Un tribunal estatal de Nuevo México ordenó a Meta, empresa matriz de Facebook e Instagram, pagar 567 millones de dólares a un fondo destinado a la salud mental de adolescentes y aplicar cambios estructurales en sus plataformas para reforzar la protección de los usuarios menores de edad.
Zarko Pinkas |
Un tribunal estatal de Nuevo México ordenó a Meta, empresa matriz de Facebook e Instagram, pagar 567 millones de dólares a un fondo destinado a la salud mental de adolescentes y aplicar cambios estructurales en sus plataformas para reforzar la protección de los usuarios menores de edad.

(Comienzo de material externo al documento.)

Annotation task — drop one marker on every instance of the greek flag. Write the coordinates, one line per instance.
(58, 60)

La decisión fue emitida por el juez Bryan Biedscheid, quien concluyó que Meta contribuyó a generar un “perjuicio colectivo” al diseñar plataformas con características adictivas para los jóvenes y al no implementar medidas suficientes para prevenir la explotación sexual de menores. El fallo corresponde a la segunda fase de un proceso iniciado por el fiscal general de Nuevo México, Raúl Torrez, quien acusó a la compañía de priorizar el crecimiento de su negocio por encima de la seguridad infantil.
La nueva sanción se suma a los 375 millones de dólares que un jurado ya había impuesto a Meta en marzo de este año, elevando la responsabilidad económica de la empresa en este caso a 942 millones de dólares. El dinero será destinado principalmente a programas de atención en salud mental para adolescentes, así como a iniciativas de prevención, educación y apoyo a las familias afectadas.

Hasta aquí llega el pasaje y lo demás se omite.